Quel que soit l’angle de vue, l’histoire reconnaîtra l’année 2017 comme un tournant de la rivalité sino-américaine en Asie. A l’heure où l’administration de Donald Trump repliée vers les tensions internes de l’Amérique se désengage de ses projets commerciaux de libre échange dont l’un des buts était de véhiculer la prévalence économique et commerciale globale des États-Unis, Pékin avance méthodiquement ses pions en Asie du sud-est.

Quand Washington limite son action aux seules questions de sécurité dont, pour l’heure, la plus urgente est le dilemme nord-coréen, Pékin récolte aujourd’hui les fruits de sa constance qui, depuis vingt ans tisse un vaste réseau commercial prêt à prendre le relais du Trans Pacific Partnership abandonné en rase campagne par Washington.

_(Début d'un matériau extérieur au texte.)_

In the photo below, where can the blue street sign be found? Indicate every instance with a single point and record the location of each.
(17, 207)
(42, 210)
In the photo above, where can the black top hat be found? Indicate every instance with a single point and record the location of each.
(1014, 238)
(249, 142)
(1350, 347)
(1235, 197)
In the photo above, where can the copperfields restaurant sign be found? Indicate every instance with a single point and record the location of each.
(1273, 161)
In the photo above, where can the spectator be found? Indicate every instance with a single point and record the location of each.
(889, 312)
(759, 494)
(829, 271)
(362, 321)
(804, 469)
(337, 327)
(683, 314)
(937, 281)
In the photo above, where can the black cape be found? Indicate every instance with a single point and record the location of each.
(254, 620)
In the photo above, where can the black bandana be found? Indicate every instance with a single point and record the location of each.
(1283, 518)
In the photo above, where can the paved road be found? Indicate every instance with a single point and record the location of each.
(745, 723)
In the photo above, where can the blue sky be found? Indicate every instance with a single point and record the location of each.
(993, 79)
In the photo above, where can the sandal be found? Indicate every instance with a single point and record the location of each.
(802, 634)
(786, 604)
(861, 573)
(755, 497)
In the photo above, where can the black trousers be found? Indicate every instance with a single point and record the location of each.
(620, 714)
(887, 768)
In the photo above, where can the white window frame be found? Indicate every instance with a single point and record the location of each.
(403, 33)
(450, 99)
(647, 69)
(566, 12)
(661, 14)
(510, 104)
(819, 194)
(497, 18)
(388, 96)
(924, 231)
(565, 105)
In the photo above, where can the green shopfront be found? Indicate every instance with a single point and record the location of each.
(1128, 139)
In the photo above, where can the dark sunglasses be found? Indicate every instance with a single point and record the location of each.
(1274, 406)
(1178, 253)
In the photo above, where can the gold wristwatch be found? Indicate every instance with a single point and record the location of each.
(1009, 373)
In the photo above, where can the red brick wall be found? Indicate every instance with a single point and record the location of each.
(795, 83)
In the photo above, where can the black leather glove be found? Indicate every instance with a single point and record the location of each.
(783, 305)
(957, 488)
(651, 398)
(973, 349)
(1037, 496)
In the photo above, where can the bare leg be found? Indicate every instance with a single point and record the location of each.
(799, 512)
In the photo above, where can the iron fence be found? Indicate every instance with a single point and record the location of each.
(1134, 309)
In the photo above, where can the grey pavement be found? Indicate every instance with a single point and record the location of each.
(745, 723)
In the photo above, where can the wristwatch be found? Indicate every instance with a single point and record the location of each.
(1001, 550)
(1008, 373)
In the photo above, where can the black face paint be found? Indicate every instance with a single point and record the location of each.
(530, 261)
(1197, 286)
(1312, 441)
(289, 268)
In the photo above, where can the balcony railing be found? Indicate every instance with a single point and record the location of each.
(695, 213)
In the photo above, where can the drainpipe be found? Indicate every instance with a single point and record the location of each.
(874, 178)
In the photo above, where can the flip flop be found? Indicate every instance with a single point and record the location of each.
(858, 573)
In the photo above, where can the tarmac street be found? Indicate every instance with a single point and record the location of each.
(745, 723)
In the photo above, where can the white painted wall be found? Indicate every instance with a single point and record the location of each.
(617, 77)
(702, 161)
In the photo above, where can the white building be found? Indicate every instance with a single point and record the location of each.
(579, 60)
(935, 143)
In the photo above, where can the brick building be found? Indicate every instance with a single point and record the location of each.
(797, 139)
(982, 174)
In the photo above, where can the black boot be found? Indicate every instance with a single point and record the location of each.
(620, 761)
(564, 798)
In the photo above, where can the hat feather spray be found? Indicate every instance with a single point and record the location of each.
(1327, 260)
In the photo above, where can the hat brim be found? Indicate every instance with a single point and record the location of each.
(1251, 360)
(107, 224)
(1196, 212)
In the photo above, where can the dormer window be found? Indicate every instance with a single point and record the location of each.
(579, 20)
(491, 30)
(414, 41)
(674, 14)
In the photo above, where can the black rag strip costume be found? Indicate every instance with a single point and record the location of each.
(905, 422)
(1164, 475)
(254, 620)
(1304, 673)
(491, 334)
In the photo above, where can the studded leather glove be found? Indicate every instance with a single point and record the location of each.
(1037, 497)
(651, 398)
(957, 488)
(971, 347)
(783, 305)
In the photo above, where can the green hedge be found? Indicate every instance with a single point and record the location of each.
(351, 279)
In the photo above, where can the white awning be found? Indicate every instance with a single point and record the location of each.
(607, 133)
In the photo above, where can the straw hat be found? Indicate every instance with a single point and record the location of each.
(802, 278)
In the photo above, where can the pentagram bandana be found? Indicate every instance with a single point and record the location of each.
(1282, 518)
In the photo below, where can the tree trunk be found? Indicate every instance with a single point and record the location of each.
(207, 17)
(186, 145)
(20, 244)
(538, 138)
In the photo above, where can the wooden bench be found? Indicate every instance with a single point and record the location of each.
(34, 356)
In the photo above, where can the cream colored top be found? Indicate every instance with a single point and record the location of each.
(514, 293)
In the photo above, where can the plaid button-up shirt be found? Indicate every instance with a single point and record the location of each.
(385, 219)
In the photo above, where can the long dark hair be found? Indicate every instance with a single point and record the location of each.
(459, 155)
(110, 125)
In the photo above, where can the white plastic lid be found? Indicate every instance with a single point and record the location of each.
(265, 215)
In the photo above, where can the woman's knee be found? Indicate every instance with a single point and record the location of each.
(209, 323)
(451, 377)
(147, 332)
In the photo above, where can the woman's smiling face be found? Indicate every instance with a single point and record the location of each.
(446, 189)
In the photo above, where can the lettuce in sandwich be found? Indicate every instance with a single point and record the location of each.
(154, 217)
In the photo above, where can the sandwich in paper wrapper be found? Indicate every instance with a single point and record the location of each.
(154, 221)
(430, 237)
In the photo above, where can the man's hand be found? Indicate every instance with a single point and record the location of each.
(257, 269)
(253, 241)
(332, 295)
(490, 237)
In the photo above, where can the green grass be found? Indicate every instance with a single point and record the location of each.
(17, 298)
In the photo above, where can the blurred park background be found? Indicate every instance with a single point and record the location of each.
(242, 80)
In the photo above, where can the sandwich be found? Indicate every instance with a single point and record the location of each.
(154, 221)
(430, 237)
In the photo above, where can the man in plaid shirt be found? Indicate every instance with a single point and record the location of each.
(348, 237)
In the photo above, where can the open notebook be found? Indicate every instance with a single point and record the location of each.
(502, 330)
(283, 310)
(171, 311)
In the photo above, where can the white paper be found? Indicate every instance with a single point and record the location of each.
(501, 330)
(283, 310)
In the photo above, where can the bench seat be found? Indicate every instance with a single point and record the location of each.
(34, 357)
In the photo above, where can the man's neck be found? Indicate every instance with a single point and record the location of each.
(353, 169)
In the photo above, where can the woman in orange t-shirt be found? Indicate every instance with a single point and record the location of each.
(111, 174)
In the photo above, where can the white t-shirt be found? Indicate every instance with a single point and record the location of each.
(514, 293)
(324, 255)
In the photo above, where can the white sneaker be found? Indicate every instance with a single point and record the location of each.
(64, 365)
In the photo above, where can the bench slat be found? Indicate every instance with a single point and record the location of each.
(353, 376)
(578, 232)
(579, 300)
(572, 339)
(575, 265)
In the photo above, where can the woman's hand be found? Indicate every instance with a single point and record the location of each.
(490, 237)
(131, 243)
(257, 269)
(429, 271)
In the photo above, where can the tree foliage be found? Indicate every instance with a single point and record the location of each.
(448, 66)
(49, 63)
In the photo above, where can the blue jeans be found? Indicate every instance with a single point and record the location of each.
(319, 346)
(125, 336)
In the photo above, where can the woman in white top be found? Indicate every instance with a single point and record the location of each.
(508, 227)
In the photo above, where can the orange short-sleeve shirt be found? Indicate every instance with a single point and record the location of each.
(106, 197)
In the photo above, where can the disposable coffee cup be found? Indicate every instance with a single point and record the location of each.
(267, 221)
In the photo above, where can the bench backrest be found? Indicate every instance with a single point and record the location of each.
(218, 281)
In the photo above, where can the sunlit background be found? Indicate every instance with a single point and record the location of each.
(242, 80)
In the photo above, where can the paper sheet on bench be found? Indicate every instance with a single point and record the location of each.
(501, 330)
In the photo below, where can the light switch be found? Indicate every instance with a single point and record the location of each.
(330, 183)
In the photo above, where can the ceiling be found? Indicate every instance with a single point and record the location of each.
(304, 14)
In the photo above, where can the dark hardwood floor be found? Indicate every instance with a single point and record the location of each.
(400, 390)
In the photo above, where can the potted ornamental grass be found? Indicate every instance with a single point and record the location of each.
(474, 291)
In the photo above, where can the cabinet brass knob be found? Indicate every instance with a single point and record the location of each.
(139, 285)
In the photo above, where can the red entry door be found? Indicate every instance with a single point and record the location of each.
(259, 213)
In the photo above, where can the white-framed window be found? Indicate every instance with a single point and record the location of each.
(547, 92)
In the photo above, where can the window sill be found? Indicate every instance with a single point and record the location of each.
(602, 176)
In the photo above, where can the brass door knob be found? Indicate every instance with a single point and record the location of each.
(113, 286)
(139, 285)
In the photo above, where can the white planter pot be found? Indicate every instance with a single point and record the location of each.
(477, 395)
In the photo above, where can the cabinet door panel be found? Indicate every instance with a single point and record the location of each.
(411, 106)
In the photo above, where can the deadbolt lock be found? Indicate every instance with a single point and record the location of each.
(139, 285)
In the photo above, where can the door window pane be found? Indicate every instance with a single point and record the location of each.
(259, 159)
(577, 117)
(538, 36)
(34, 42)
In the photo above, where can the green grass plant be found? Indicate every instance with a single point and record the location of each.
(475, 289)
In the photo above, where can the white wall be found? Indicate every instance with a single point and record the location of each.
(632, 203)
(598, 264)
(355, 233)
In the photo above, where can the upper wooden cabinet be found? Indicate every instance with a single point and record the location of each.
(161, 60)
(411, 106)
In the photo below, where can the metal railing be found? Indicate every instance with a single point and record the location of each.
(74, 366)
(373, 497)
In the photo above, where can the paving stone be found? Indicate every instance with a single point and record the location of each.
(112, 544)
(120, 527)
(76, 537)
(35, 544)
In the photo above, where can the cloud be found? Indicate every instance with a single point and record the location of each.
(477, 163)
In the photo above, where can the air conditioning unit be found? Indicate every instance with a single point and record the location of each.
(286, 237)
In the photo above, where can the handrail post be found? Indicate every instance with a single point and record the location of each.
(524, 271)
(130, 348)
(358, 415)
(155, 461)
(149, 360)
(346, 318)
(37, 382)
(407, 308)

Capitalisant sur la proximité géographique et sa prévalence culturelle au sein du « Monde Chinois », tirant profit de la quête de capitaux et de technologies des pays de l’ASEAN, à quoi s’ajoute leur recherche de débouchés commerciaux offerts par le vaste marché chinois, la Chine est en train de gagner la bataille de l’influence dans ce qui fut longtemps l’arrière cour tributaire de l’Empire du Milieu [1].

Du coup, dans une région où, il y a peu, son étoile avait pâli, Pékin éprouve aujourd’hui un profond soulagement stratégique.

La période fait en effet suite, entre autres, à de violentes réactions antichinoises au Vietnam il y a seulement trois ans et à des vents adverses au Myanmar, à quoi s’ajouta le jugement rendu le 12 juillet 2016 par la Cour arbitrale de La Haye au profit de Manille, niant la pertinence juridique des revendications chinoises de souveraineté sur toute la mer de Chine du sud, la légalité des élargissements territoriaux des îlots des Spratly ; réfutant aussi les réclamations de Pékin sur le récif des Scarborough. Lire notre article Explosion de violences anti-chinoises au Vietnam.

Le désengagement de l’Amérique, expression d’une inconstance stratégique directement initiée par le basculement majoritaire du peuple américain vers des soucis internes, a contribué à calmer les vents contraires ; il rebat les cartes des rapports de forces qui ne sont pas que militaires et laisse le champ libre à la persévérance chinoise articulée autour du commerce et, chaque fois que possible, à la connivence culturelle.

Sans compter que la politique étrangère chinoise est, évidemment et par construction, moins soumise aux variables électorales ou aux humeurs changeantes de l’exécutif.

Un des marqueurs mondiaux de cette stabilité inébranlable dans l’action internationale, en dépit des échecs, est l’Asie du Sud-est où la dernière réunion au sommet des 10 pays de l’ASEAN à Manille a clairement exprimé les prémisses, sinon d’un alignement des pays aux thèses de Pékin, au moins d’une volonté assez générale d’un accommodement avec le géant chinois.

S’il est vrai que les limites des compromis avec Pékin restent encore floues et variables selon les pays, il n’en reste pas moins que le changement d’atmosphère prend Washington à contrepied.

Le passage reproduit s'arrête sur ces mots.